Our research started out in 2007, with the support of the Army, which agreed to dedicate two dog trainers to the project. The project was part of our research programme on the diagnostic markers for prostate cancer.

On a global scale, who was the first to pioneer the method?

Williams H, Pembroke A (Lancet. 1989) described a patient whose dog was constantly sniffing at a mole on her leg. The patient didn't fret about the lesion, but her dog's ongoing attention prompted her to see a doctor. Once removed and subjected to histological examination, the lesion proved to be a malignant melanoma.
Olfactory detection of human bladder cancer by dogs: proof of principle study. Willis CM, BMJ. 2004

How many types of cancer can dogs detect to date?

The available scientific literature on canine scent cancer detection spans bladder, colon, prostate, thyroid, ovarian, lung, breast and skin cancers.

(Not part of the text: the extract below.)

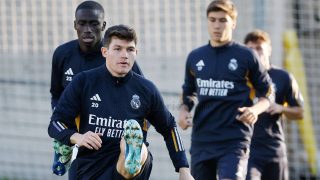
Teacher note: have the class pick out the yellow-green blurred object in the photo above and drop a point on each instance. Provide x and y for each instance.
(293, 63)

Do your colleagues from other medical specialties work with dogs, too?

Not in France.

In your opinion, are dogs to become an integral part of conventional cancer diagnosis procedures some day? In the short/medium/long term?

No, because the procedure cannot be standardised.

How is this diagnostic method perceived (by medical professionals, by patients, etc.)?

They're all sceptical...

Why do you think some companies invest large amounts of money into making inaccurate "sniffing machines" when the dogs' outcome comes close to 100% reliability?

Those technologies are marketable and subject to patents.

How do you source the funding for your research, the training of the dogs, etc.?

Patronage is our funding source.

Who are your co-workers as far as the dog training itself is concerned?

In this field, we work with the French Army.

Pr Cussenot, thank you for this interview!